Sunday, November 14, 2010

For Every Thing, There is A Season

Yesterday evening, I did something I haven't done in years.  I went camping. 

As Saturdays and particularly Sundays aren't really...ah...good days for me, I've managed to miss every single cub scouting camping trip my boys have taken.  The wife has taken 'em instead.  She always comes back with her hair slightly mussed and smelling of woodsmoke and marshmallows.  It's a very appealing scent.  If you really wanted to make a perfume that drew the interest of men, that might be a good place to start.

Last month, though, with the last camping trip of the little guy's season coming up, he began asking if I could go. 

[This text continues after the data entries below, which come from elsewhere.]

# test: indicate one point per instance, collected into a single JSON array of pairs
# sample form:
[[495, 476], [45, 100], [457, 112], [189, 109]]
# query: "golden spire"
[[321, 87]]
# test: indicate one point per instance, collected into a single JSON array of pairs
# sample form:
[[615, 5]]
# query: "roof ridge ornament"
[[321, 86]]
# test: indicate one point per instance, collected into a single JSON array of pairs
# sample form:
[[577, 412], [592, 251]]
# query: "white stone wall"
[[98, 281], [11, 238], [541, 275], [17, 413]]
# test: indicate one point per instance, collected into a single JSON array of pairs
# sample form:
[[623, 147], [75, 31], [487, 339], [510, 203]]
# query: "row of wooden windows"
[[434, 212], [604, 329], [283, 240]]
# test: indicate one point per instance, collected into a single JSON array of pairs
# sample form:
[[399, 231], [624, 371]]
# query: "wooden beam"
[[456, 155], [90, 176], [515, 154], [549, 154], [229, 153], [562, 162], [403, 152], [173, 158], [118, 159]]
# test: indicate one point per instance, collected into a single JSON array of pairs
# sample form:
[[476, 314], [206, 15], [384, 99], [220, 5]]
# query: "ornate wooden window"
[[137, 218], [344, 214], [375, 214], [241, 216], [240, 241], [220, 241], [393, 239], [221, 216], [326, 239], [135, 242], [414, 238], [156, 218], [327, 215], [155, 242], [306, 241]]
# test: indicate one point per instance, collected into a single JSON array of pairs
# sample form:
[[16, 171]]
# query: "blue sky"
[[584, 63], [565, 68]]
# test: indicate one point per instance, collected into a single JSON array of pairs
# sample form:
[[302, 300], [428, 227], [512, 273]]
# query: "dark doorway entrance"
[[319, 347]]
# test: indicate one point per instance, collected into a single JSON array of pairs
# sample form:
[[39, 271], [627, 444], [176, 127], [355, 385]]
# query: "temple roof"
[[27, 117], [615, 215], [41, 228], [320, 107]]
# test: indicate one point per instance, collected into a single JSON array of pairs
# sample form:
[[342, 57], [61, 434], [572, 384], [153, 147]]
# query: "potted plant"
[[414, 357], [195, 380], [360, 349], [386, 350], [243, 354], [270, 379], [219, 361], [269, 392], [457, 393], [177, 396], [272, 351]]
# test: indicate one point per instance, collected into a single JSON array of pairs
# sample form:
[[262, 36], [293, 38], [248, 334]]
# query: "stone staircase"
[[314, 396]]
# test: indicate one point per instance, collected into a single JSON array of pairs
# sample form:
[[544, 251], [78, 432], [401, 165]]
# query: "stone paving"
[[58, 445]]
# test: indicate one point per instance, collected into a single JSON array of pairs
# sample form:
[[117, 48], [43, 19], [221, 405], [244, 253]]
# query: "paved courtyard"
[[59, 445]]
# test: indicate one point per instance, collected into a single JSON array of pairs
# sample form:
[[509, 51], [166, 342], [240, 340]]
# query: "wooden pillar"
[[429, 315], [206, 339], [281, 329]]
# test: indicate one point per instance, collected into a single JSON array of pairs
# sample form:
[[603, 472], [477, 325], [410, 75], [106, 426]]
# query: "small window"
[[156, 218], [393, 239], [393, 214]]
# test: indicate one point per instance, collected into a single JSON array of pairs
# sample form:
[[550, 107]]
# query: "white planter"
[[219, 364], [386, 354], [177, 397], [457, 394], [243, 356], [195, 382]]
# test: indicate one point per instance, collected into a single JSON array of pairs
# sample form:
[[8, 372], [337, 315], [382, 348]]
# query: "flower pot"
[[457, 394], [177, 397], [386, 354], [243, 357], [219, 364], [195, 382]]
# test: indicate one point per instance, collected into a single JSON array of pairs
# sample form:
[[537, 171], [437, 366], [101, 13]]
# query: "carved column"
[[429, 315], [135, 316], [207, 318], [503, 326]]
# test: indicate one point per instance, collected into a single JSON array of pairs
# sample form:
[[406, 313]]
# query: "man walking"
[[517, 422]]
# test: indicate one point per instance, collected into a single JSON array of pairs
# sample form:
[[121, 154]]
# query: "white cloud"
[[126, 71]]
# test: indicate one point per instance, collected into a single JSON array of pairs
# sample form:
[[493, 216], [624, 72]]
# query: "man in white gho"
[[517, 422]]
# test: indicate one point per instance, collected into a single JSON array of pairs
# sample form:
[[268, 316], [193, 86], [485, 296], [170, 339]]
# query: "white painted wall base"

I hemmed and hawed.  Things are challenging at the church right now.  My session usually meets on the second Sunday of the month, and we've got some pretty serious ecclesiastical heavy lifting to do.  And...

And...

And my youngest son, on one of the last camping trips he's may take as a scout, was asking me to go along.  "I just want a chance to hang out with you, Dad," said he, meltingly.  

For a moment, that little demonic meme that misapplies Scripture in ways that make male pastors crappy, distant fathers tried hitting me with something about hating family and even life itself.  But I batted it down.  Most of that is just ego and self-importance, masquerading as spirituality.  Nothing was happening today at church that couldn't be rescheduled, or handled perfectly capably by someone else.  The life of your children, on the other hand, has an unfortunate tendency to pass by.  Just once.  Miss it, and it won't be back.

So I handed some things off to folks, rescheduled others, and left for the mountains with my boy.  We came back just a few hours ago, sleepy and s'more-sated and smelling of woodsmoke.  I love that smell.